Centropa has roots in a kitchen epiphany. In 1999, Mr. Serotta was producing a documentary for the ABC News program Nightline on Rosie Jakab, a Romanian in her 90′s who was still cooking the food she loved for both Jews and non-Jews, at a home for the elderly where she lived.

“They cooked so well that I hung around for five weeks. It was so embarrassing. The good thing was they kept feeding me, so I thought, `Why hurry?’ ”

While editing the film, Serotta thought it was a pity that the Jewish cultural and culinary heritage of Central and Eastern Europe was being lost. His translator introduced him to two newly arrived Israelis, who had been trained to record oral histories. Serotta hired them immediately, along with an Internet-oriented archivist from Belgrade.

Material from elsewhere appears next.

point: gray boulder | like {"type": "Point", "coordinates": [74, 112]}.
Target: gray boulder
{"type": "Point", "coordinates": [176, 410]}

That was the start of Centropa

Rose Jakab's chicken paprikash--recipe featured in Joan Nathan's article

To further explore Centropa’s culinary archive, see Eating Around Eastern Europe.

What also drives Serotta’s passion for this project is the certainty that with each passing year, his best informants are dying out. That’s why he’s hired 90 staff members and a dozen interviewers to record every memory, every photograph and every recipe that they can find to document as much of this slowly passing cultural legacy as possible.

Two food-related epiphanies inspired his commitment to preserving these Eastern European Jewish traditions. In the early 1980s, he was a stockbroker in Atlanta and decided to take a vacation that would include visits to Jewish communities to Eastern Europe:

“I was sitting in a coffeehouse in Prague,” he said during a fund-raising trip to Washington. “I was eating great baked Czech chocolate pastries and talking with an elderly Jewish woman, watching the snow falling.” He was entranced by her stories about growing up in the years before World War II. “I thought, `I am not going back to Atlanta,’ ” he said.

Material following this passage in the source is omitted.